Saturday, October 21, 2017

Corporate Social Responsibility (CSR) in Batam: Solving issues in water shortage

Due to ongoing business discussion, I have left out names of the parties involved and certain details that can impact business decisions.

I got a rare chance to tag along with this water company (referred to as the company) to Batam to evaluate the water issues facing a holiday resort and a couple of nearby villages. This is not your typical urban resort as it is located faraway from the island's centre.

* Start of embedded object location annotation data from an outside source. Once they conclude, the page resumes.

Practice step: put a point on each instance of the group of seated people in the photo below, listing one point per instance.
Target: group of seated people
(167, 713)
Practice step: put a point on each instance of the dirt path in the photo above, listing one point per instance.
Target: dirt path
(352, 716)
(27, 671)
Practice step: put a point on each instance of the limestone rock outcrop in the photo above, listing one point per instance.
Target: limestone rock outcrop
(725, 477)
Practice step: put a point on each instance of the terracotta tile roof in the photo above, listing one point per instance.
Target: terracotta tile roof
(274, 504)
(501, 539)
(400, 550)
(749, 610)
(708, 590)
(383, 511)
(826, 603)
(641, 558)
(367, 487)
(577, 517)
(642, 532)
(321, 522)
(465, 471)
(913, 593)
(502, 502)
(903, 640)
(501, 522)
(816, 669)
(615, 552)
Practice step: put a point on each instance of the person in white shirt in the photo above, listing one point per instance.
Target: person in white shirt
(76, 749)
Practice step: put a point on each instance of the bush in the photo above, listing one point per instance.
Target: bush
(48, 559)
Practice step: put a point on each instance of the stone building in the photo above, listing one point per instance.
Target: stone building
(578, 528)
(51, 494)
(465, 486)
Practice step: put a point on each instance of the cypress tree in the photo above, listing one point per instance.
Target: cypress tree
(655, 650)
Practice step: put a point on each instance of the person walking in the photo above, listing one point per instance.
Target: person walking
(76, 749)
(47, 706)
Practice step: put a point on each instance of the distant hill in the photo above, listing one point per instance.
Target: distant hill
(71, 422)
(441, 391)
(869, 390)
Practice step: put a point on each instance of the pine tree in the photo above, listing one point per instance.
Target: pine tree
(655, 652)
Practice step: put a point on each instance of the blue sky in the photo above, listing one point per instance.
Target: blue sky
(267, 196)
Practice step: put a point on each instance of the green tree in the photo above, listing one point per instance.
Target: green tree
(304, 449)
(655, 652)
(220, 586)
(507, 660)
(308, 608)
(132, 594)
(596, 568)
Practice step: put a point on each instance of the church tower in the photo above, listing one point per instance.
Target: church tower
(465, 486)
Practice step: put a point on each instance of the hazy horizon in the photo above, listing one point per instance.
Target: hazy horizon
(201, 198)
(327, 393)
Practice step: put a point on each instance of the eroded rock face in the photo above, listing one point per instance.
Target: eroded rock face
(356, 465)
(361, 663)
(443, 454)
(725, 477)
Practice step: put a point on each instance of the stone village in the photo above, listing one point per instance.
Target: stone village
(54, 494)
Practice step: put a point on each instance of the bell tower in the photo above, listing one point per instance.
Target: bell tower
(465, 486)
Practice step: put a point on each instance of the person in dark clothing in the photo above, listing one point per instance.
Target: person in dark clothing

  1. The resort was concerned about the (in)adequacies of its current water storage and treatment set-up. Though nothing adverse has happened (yet), it decided to pre-empt any problems by engaging the company to check out its set-up anyway.
  2. 2 small villages on different islands. 1 with about 20+ residents, the other with about 80+ residents. No water issues for most part of the year except when the drought comes in. This drought can last for 3-4 months, enough to run the springs and wells dry.
  3. One pre-survey suggestion thrown up was the use of rainwater harvesting. We also evaluated the feasibility of implementing RWH there.
I will not present the proposed solutions here as they are still undergoing business discussion. Instead, I will highlight some of the interesting observations during our survey.

A couple of personal observations: Perhaps due to the nature of the company's business, grey water recycling/use and sanitation were not considered as part of the solution, though in my opinion, these can be relevant factors to close the water usage loop.

Figure: Partially covered spring serving the resort's water needs. I just thought that it ought to be better covered to prevent animals from accessing it.

Figure: Water from the spring is pumped uphill to be stored in these tanks. Notice 1 line allows water to enter the tanks, the other line to transfer the water to the resort downhill by gravity.

Figure: Closer view of the water tanks. The larger ones have a capacity of about 1000L each.

Figure: Typical well serving the villages. There are several of these. Typically not covered. Clarity ranges from clear to slightly turbid

Figure: Washing and bathing using the more turbid water. Clear water is reserved for drinking.

Figure: the watering hole providing turbid water for non-potable purposes

Figure: Perhaps the villages are not as poor as what we initially thought. Common sight of solar panels and TV antennae

Figure: Nothing to do with water issues, just too nice to leave out. The sea at dawn

Figure: If there is one thing I learned, it is the importance of geography to water issues. Climate, topography, vegetation, geology affect the quantity and quality of water. View from the highest point of 1 of the islands.